Getting the system up and running, on four nodes, was very simple. Setup a single/simple "introducer" which is a well-known node that all hosts can use to find each other, and then setup four deamons for storage.
When files are uploaded they are split into chunks, and these chunks are then distributed amongst the various nodes. There are some configuration settings which determine how many chunks files are split into (10 by default), how many chunks are required to rebuild the file (3 by default) and how many copies of the chunks will be created.

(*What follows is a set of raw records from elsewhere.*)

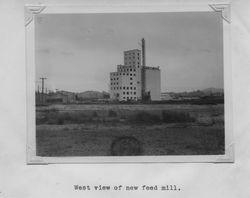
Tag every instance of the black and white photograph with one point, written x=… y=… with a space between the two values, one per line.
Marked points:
x=129 y=84
x=134 y=98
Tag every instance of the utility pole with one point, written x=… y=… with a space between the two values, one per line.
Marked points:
x=143 y=69
x=43 y=88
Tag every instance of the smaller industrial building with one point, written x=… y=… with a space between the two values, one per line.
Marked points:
x=135 y=81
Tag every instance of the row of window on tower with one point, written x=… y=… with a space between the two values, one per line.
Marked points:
x=124 y=74
x=124 y=93
x=113 y=79
x=131 y=53
x=123 y=88
x=131 y=58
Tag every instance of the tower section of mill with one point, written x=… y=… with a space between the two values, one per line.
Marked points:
x=134 y=80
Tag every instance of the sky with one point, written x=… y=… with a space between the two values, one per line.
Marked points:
x=76 y=52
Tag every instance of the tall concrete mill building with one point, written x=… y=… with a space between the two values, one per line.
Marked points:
x=134 y=80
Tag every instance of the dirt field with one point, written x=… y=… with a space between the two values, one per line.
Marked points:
x=102 y=130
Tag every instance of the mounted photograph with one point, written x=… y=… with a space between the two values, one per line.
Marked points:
x=128 y=86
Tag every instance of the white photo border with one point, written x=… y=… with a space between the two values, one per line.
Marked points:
x=32 y=10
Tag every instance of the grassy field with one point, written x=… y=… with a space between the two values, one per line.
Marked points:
x=103 y=130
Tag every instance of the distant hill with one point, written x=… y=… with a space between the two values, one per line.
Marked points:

The biggest problem I have with tahoe is that there is no rebalancing support: Setup four nodes, and the space becomes full? You can add more nodes, new uploads go to the new nodes, while old ones stay on the old. Similarly if you change your replication-counts because you're suddenly more/less paranoid this doesn't affect existing nodes.
In my perfect world you'd distribute blocks around pretty optimistically, and I'd probably run more services:
- An introducer - To allow adding/removing storage-nodes on the fly.
- An indexer - to store the list of "uploads", meta-data, and the corresponding block-pointers.
- The storage-nodes - to actually store the damn data.
The storage nodes would have the primitives "List all blocks", "Get block", "Put block", and using that you could ensure that each node had sent its data to at least N other nodes. This could be done in the background.
The indexer would be responsible for keeping track of which blocks live where, and which blocks are needed to reassemble upload N. There's probably more that it could do.